How immigrants and communities of color organize around healing justice
Arizona is in fourth place nationwide for having the largest share of children K-12 that have at least one undocumented parent, according to analysis from the Pew Hispanic Research Center. Undocumented immigrant families in Arizona have been in the crossfire of state policies aimed at achieving their self-deportation for decades. The effect of these policies is now compounded with those of the Trump administration targeting the same communities.
This has resulted in an underlying environment of fear and distrust towards anyone in government, that has spilled over into the way marginalized populations in the state interact and access public health services. These policies also left a trail of psychological damage in children and entire communities.
COVID-19 has underscored the disparities faced by immigrant communities in access to medical care and financial support in the state. It has put a strain on many of these families, who often include essential workers, but don’t have any of the safety nets U.S. citizens have such as unemployment, sick leave, healthcare and a stimulus check. In addition, the new public charge ruling has deterred immigrants with legal documents from applying for services and has had a chilling effect on undocumented parents applying for services for their U.S. born children.
Nationwide, “long-standing systemic health and social inequities have put some members of racial and ethnic minority groups at increased risk of getting COVID-19 or experiencing severe illness, regardless of age,” according to the Centers for Disease Control and Prevention (CDC). COVID-19 has disproportionately sickened Latinos across the country: this population is four times more likely to be hospitalized due to coronavirus than whites, according to the CDC.

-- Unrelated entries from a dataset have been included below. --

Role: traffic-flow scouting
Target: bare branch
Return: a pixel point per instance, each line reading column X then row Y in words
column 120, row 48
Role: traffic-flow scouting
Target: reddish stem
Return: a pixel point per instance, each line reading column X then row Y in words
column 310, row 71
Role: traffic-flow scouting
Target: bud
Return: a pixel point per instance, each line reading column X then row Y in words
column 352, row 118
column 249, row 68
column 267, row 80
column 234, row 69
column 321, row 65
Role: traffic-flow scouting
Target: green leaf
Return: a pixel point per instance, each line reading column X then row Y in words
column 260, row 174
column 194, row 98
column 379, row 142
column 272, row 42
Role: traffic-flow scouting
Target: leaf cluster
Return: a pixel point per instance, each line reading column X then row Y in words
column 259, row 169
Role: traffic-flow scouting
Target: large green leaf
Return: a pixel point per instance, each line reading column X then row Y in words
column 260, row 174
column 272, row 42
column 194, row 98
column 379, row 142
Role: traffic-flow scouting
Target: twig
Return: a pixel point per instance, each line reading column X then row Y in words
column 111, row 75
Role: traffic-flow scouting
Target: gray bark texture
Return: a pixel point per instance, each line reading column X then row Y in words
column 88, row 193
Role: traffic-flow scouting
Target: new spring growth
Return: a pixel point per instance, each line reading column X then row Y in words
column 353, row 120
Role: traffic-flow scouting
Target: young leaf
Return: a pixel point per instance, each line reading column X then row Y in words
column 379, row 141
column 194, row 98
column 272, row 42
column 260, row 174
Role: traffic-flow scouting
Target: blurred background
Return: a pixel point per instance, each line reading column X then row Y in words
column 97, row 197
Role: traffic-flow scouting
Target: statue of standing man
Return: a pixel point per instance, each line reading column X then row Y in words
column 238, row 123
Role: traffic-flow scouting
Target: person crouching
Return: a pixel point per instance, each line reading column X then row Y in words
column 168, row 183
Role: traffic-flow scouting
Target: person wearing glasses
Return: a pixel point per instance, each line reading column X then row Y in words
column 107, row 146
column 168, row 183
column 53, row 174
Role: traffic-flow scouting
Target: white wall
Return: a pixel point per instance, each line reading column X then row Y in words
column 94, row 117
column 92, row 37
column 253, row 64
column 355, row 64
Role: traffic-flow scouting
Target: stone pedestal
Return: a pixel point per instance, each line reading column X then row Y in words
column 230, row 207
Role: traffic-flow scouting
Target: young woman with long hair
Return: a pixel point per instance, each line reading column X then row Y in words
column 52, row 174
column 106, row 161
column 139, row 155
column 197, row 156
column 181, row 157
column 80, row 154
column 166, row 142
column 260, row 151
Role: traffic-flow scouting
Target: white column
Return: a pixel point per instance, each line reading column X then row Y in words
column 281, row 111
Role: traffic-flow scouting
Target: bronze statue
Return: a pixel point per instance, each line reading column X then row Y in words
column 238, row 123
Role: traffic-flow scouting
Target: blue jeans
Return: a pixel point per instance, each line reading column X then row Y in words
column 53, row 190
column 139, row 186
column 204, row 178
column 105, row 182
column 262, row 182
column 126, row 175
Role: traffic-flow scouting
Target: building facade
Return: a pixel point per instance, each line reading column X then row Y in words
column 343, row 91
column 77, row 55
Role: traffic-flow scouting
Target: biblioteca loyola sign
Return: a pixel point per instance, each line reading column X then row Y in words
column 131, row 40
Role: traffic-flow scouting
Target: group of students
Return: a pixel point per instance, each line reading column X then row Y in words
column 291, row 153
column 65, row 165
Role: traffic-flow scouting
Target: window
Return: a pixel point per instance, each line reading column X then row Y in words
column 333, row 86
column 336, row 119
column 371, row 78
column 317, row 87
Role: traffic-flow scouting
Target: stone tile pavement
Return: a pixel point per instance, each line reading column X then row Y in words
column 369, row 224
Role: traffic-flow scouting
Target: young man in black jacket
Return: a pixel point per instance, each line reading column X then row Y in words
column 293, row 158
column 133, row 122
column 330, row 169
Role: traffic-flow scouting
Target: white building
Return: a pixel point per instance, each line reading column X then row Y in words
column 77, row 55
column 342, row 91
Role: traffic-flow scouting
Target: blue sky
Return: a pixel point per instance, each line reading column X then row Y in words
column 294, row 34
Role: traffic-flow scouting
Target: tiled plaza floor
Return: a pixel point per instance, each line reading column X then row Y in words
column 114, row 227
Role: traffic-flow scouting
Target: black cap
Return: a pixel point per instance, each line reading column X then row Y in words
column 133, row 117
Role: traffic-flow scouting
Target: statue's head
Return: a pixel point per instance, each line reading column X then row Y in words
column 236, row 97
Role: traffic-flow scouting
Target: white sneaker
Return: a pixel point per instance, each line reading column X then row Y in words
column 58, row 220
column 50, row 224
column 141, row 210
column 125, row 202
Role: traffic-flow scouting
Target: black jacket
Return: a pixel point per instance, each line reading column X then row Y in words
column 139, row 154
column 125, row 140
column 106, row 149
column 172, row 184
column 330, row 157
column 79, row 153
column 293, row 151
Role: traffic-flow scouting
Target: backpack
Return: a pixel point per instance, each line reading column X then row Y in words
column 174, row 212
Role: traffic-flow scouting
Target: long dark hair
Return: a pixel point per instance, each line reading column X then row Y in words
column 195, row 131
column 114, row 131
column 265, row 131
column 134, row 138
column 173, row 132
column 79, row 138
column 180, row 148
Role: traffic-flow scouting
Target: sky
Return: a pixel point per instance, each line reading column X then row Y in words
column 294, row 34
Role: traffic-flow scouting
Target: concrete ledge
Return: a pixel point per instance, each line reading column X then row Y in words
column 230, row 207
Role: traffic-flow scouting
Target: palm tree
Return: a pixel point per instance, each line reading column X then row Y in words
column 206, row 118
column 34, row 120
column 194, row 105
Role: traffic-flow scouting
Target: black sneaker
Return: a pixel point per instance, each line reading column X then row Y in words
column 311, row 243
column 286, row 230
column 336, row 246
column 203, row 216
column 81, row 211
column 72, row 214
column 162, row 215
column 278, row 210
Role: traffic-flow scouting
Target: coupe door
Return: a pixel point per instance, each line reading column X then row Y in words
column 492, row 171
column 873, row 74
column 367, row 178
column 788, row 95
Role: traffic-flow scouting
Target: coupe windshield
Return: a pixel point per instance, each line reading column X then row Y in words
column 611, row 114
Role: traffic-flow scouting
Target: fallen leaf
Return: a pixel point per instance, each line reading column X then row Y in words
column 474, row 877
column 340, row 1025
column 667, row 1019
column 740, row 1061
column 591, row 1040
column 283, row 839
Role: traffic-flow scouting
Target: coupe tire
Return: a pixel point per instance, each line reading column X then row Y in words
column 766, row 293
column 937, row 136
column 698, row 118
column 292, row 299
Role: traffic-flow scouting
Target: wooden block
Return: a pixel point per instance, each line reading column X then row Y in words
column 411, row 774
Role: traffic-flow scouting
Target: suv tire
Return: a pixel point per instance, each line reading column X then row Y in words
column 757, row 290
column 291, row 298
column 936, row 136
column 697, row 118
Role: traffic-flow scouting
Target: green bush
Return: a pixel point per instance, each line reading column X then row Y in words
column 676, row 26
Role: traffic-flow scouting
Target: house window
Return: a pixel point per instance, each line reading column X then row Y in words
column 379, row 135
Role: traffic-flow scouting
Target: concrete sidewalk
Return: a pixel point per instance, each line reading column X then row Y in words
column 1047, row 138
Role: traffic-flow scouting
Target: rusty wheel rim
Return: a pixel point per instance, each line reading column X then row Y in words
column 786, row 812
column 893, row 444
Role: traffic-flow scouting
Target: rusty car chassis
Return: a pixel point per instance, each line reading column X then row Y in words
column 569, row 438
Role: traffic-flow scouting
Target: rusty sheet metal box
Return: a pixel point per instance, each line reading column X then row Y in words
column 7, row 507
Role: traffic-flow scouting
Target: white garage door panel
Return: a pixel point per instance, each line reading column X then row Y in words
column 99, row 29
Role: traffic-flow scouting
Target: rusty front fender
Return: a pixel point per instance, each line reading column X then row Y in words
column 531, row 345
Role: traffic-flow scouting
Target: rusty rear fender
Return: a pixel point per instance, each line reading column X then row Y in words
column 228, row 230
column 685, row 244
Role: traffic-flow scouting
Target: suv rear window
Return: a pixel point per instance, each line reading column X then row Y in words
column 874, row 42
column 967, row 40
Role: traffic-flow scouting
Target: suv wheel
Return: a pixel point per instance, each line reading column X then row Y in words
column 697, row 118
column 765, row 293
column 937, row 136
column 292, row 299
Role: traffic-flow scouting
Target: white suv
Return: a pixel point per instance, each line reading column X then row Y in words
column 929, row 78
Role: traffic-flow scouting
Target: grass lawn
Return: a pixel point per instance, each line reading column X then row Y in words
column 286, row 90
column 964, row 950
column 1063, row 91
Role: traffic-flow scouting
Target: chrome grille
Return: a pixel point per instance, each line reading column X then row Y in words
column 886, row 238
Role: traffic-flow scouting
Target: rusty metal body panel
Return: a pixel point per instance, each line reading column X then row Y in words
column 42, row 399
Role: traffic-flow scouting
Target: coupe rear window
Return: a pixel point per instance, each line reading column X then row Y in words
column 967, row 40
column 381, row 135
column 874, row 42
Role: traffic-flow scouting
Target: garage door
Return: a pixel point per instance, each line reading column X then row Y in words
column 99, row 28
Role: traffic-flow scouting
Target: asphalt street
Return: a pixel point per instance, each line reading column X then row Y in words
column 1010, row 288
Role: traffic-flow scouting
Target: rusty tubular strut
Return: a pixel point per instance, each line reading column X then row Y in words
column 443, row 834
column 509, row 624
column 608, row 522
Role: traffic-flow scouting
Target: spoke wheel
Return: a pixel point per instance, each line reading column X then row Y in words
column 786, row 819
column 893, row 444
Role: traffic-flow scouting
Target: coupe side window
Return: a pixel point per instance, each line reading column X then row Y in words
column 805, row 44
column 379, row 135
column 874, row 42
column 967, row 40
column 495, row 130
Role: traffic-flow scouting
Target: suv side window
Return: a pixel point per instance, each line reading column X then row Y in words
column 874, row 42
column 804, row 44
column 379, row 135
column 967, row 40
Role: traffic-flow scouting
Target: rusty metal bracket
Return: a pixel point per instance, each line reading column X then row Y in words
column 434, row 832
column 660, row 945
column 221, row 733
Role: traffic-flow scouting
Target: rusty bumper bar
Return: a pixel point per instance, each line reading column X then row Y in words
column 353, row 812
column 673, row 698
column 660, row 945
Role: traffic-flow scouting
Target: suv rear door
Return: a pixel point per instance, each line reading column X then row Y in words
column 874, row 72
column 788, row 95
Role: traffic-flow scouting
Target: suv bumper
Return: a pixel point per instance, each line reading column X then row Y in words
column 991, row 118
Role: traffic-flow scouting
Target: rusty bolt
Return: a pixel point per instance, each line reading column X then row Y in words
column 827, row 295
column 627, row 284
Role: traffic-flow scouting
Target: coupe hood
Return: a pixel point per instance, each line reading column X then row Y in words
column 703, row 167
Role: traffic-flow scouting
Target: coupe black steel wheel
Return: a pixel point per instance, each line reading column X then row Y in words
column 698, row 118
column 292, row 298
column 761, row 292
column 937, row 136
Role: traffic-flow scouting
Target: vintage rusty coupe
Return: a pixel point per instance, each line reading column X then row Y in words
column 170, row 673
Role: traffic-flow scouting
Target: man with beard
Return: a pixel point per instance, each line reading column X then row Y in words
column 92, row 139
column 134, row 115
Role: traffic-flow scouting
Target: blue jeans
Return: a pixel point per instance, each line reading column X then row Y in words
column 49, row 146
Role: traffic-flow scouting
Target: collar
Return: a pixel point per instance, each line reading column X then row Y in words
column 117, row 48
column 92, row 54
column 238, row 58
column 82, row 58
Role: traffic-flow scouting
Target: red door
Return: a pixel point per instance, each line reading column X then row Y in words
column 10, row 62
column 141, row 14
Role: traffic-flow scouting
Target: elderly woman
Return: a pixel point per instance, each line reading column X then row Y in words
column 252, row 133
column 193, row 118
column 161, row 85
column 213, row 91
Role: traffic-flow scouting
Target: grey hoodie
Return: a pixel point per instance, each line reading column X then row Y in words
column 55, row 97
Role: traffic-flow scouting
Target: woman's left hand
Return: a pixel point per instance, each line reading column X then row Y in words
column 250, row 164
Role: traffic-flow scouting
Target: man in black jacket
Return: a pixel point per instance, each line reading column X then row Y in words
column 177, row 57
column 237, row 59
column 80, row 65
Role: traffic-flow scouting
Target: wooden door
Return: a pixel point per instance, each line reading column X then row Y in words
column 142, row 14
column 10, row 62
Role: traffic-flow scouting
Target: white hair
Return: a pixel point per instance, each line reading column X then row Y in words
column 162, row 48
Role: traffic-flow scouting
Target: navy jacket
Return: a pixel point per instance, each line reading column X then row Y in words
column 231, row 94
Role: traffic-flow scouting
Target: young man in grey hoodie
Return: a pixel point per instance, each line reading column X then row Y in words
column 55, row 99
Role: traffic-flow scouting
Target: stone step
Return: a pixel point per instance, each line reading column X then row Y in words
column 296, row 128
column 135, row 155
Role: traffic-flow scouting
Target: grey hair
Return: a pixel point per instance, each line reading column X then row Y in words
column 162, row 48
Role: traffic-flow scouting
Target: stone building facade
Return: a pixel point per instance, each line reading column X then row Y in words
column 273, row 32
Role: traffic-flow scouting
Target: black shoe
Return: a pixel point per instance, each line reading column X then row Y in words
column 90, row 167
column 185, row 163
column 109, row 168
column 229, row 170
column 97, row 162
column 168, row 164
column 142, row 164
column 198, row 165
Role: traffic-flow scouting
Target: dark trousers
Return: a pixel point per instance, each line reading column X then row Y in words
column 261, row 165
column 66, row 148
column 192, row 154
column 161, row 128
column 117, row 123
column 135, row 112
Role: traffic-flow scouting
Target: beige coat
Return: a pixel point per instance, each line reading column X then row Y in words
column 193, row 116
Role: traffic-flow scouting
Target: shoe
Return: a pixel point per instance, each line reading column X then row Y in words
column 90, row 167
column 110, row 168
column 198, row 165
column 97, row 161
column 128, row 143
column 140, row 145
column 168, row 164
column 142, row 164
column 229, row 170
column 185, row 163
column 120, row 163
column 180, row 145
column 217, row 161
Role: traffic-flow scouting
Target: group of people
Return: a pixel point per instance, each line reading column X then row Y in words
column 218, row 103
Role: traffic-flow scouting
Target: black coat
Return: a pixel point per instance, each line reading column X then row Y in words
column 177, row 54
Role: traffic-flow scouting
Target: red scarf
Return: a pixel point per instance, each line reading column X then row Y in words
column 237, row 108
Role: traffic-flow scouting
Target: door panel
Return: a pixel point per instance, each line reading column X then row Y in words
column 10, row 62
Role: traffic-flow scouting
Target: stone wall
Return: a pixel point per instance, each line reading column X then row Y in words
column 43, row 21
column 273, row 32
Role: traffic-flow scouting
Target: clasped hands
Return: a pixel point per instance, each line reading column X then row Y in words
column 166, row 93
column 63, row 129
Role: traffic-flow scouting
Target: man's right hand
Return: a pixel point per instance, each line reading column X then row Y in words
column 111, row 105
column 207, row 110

There are an estimated 275,000 undocumented immigrants in Arizona, and they make up almost six percent of the workforce in the state, according to the latest analysis from the Pew Hispanic Research Center from 2016. Because most undocumented immigrants work in the service and agricultural industries, they are considered essential workers and face greater exposure to COVID-19.
Twenty percent of Latinos in Arizona don’t have health insurance, according to census five-year estimates. Undocumented immigrants only have access to emergency health services. For example: this means low-income undocumented pregnant women could go without prenatal care unless they rely on clinics with sliding scale fees.
And it’s important to consider that immigrants with documentation also face time period restrictions to access the state’s Medicaid insurance for low-income families.
Lack of insurance extends to other areas: families without legal status don’t have access to affordable mental health services. On top of that, there is a shortage of culturally appropriate services.
There are also few spaces and resources to release the stress and anxiety associated with the pandemic, which is compounded with other ongoing problems: deportation, family members in detention, the future of DACA and/or an already vulnerable health condition.
Immigrant communities have historically faced stressors that impact their physical well-being and their mental health, including intergenerational trauma that is passed from parents to children.
COVID-19 has been putting pressure on a blister these communities were already feeling at the intersection of healthcare inequalities, systemic racism and discrimination. But the pandemic has also underscored the resourcefulness and capacity for resilience within communities of color and indigenous and immigrant communities through the building of networks of mutual-aid.
In Arizona, diverse collectives are organizing healing circles, training for healers within indigenous, Afro and Latin American traditions, and culturally sensitive training for mental health therapists. In the time of social distancing organizations like Healing in Resistance, led by healer and activist Francisca Porchas, have been hosting bilingual webinars addressing issues such as secondary trauma for immigration advocates and grief.
For my 2020 National Fellowship project I will research –primarily in Arizona– how indigenous, immigrant communities and people of color have been organizing before and during the pandemic in communities of care to find support and healing –rooted in social justice. How healing is defined depends on who you ask.
I will be exploring the concept of healing justice, a political framework that resonates between different collectives across the country. The concept was co-created by Cara Page, a Black feminist queer organizer, and the Kindred Healing Justice Collective, a southeastern network of healing intervening on violence and generational trauma within Black communities. The framework of healing justice bridges “healing and social justice work between migrant and gender justice, LGBTQI liberation, and reproductive and transformative justice movements.”
In Detroit, for example collectives like Healing by Choice! are grounded on healing justice.
"Those most impacted by systematic racism and bodies most devalued, the people in groups at the margins, basically with little power, importance or influence in a capitalistic system, have always needed to create communities of care because they are either ignored or harmed by that same system,” said Adela Nieves Martinez, the founder of Healing by Choice! Martinez explained that migrant, transgender and disabled communities, just to name a few, have always been at the forefront of organizing because they had no choice. “When those tasked with caring for us are doing the most harm, we learn how to take care of ourselves."
I will report on the role that ancestral traditions, culture, art and communities of care play in addressing the impact of collective trauma, toxic stress, structural discrimination and racism. This will include topics such as: The access to mental health services for children and families that have experienced immigration detention; pregnancy and maternal health during the pandemic; and how reconnecting with traditional and indigenous forms of healing is part of strengthening their community's well-being.